The 76-year-old South African has spent decades scouring archives for blueprints and sketching from behind the steering wheel, and has been known to travel halfway around the world in search of an original part or mold. Sourcing components can take years, but he usually gets what he wants. That’s why the replica cars his company Hi-Tech Automotive manufactures are some of the most coveted in the world — and their stories all start on the African continent.
A former civil engineer and long-time car enthusiast, Price started out building replicas of the Shelby Cobra in the mid 1980s (“the most replicated car, then and now,” he says) and broke into the American market in the mid-90s via US distributor Superformance, which he established.
“There was no one doing a complete car,” Price recalls. The search for parts for a car that was last manufactured in the 1960s involved plenty of reading, plus visits to British Cobra manufacturer AC Cars and suppliers that had long halted production. He tells stories of a series of wild goose chases and coincidences that led to all the components finally coming together.
In 1995 the company shipped 35 Cobras. By 2000 it was shipping 450 units a year, with staff headcount rising from 20 to 650. The global recession in the late aughts severely impacted Hi-Tech’s business, with orders shrinking significantly and forcing layoffs. Today, its headcount is back up to around 300, says the owner, manufacturing Cobras, GT40s, Shelby Daytona Coupes and 1963 Chevrolet Corvette Grand Sports.

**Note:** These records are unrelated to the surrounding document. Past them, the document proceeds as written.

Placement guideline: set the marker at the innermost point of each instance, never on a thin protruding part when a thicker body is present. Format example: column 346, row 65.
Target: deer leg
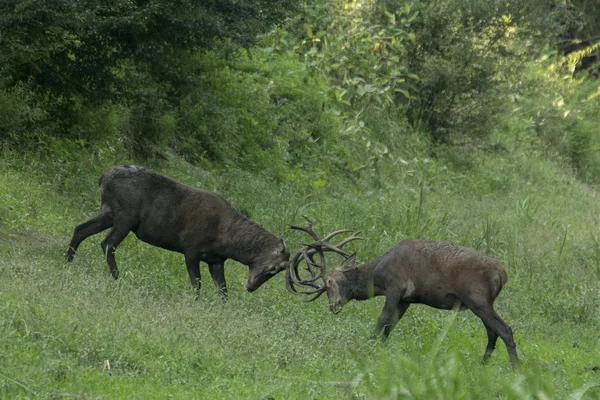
column 492, row 338
column 217, row 271
column 492, row 321
column 109, row 245
column 82, row 231
column 193, row 265
column 401, row 309
column 393, row 310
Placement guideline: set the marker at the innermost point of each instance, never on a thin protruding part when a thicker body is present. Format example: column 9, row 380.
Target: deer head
column 314, row 256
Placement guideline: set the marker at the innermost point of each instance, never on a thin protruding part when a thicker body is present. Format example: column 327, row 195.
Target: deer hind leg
column 193, row 265
column 493, row 322
column 109, row 245
column 393, row 310
column 492, row 338
column 100, row 222
column 217, row 271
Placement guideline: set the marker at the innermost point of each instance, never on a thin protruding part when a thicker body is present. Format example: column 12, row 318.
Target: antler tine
column 349, row 239
column 308, row 254
column 332, row 234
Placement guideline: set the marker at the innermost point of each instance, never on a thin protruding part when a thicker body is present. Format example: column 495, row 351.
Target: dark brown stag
column 442, row 275
column 167, row 214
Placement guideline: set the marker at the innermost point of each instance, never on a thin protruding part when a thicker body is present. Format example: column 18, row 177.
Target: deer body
column 442, row 275
column 200, row 224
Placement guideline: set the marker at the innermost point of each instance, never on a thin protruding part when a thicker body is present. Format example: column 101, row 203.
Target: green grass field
column 61, row 323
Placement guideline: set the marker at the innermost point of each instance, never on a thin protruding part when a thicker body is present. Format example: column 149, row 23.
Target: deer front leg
column 217, row 271
column 392, row 311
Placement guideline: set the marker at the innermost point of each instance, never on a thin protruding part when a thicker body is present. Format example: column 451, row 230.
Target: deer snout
column 335, row 307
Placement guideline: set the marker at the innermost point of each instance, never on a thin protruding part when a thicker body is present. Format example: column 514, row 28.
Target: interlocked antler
column 307, row 254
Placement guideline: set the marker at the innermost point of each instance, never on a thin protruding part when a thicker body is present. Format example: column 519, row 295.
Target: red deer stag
column 442, row 275
column 167, row 214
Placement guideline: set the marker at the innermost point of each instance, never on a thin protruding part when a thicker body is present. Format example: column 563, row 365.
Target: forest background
column 474, row 121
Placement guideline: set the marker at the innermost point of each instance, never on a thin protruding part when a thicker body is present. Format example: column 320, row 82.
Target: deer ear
column 284, row 246
column 349, row 262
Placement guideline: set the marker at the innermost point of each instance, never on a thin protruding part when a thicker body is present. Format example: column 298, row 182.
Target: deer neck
column 248, row 243
column 360, row 281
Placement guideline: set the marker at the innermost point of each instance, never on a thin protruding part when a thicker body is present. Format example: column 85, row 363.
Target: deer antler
column 307, row 254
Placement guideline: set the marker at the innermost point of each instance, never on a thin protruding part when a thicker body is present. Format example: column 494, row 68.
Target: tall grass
column 61, row 325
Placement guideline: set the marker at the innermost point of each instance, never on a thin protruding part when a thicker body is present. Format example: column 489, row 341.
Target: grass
column 61, row 323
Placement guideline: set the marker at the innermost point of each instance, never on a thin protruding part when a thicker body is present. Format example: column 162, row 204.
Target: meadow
column 62, row 325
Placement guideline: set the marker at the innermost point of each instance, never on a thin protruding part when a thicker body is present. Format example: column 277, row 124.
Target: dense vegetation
column 469, row 121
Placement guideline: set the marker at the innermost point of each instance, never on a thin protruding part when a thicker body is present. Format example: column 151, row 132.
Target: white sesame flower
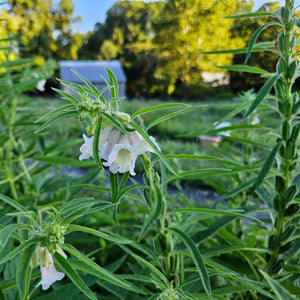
column 87, row 148
column 121, row 155
column 48, row 270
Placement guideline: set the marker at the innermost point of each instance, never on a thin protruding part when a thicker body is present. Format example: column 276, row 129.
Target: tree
column 185, row 29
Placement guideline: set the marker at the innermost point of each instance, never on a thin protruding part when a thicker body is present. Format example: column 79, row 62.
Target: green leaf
column 279, row 290
column 6, row 231
column 265, row 89
column 244, row 68
column 155, row 148
column 113, row 238
column 89, row 266
column 63, row 160
column 20, row 248
column 73, row 275
column 225, row 128
column 13, row 203
column 171, row 115
column 66, row 96
column 147, row 264
column 54, row 111
column 155, row 213
column 264, row 46
column 113, row 177
column 266, row 167
column 96, row 143
column 197, row 258
column 64, row 115
column 244, row 280
column 205, row 210
column 253, row 14
column 255, row 35
column 157, row 107
column 115, row 122
column 24, row 272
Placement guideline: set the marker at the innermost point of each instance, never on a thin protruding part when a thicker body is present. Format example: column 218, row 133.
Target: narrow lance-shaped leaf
column 265, row 89
column 24, row 272
column 96, row 143
column 197, row 258
column 73, row 275
column 13, row 203
column 20, row 248
column 157, row 107
column 113, row 238
column 146, row 137
column 113, row 83
column 89, row 266
column 255, row 35
column 251, row 15
column 64, row 115
column 154, row 214
column 244, row 68
column 264, row 46
column 279, row 290
column 266, row 167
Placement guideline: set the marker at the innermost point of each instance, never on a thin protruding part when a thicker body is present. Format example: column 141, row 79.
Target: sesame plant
column 134, row 238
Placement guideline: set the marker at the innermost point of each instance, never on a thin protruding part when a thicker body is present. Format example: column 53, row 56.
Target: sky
column 93, row 11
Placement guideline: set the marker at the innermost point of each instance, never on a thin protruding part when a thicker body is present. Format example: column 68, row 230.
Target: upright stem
column 288, row 104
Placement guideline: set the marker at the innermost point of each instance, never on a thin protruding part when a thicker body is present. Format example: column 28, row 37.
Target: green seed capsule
column 279, row 183
column 285, row 130
column 280, row 89
column 272, row 242
column 290, row 193
column 291, row 149
column 296, row 107
column 286, row 247
column 291, row 210
column 293, row 68
column 295, row 132
column 277, row 203
column 281, row 66
column 288, row 107
column 288, row 232
column 277, row 266
column 281, row 42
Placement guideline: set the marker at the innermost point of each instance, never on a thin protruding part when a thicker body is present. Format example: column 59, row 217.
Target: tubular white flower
column 122, row 159
column 87, row 148
column 121, row 155
column 48, row 270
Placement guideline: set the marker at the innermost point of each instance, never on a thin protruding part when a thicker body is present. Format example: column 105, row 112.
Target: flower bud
column 295, row 132
column 291, row 210
column 286, row 247
column 281, row 66
column 281, row 42
column 279, row 183
column 122, row 117
column 288, row 107
column 285, row 130
column 288, row 232
column 290, row 193
column 291, row 149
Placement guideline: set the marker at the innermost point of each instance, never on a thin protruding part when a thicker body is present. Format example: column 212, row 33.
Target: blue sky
column 93, row 11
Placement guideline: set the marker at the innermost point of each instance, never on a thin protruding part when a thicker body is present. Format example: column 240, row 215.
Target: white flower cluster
column 119, row 151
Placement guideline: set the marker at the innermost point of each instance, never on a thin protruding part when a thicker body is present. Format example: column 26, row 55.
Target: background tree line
column 160, row 43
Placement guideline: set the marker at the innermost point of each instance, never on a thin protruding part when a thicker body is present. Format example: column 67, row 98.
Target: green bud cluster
column 288, row 105
column 54, row 236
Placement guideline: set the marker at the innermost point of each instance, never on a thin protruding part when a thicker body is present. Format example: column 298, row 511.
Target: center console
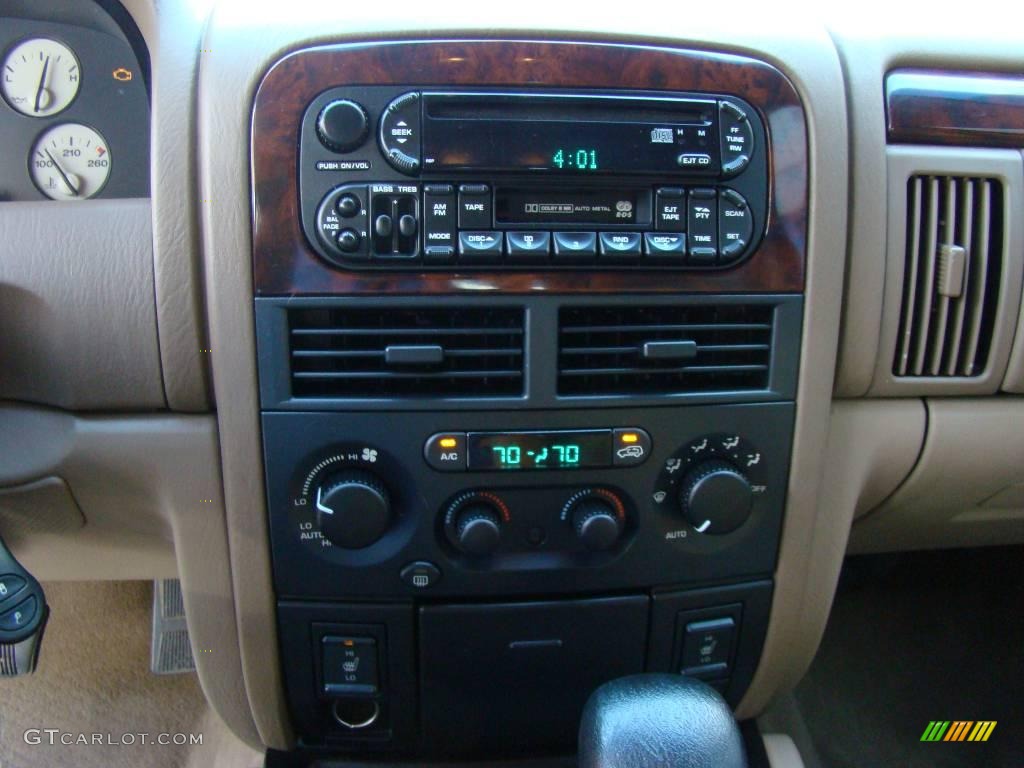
column 528, row 322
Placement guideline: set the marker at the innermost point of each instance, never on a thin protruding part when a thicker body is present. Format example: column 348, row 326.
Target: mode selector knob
column 353, row 509
column 716, row 498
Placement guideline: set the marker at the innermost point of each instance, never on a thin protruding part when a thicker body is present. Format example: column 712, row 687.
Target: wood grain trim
column 954, row 109
column 284, row 263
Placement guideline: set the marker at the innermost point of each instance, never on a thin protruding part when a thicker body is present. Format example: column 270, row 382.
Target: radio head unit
column 540, row 179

Price explains that Hi-Tech does not technically build cars. Instead, it creates bodies and chassis for bespoke classics that have the original manufacturers’ seal of approval. They’re dubbed a “roller” or “turnkey minus”: everything you’d expect in a car, minus the engine and transmission. In the US, Hi-Tech’s largest market, a car without these constitutes an “assemblage of parts” in the eyes of the law, which makes importing one more straightforward. Once imported and sold by dealerships, customers arrange for the engine and transmission to be installed by third parties or themselves.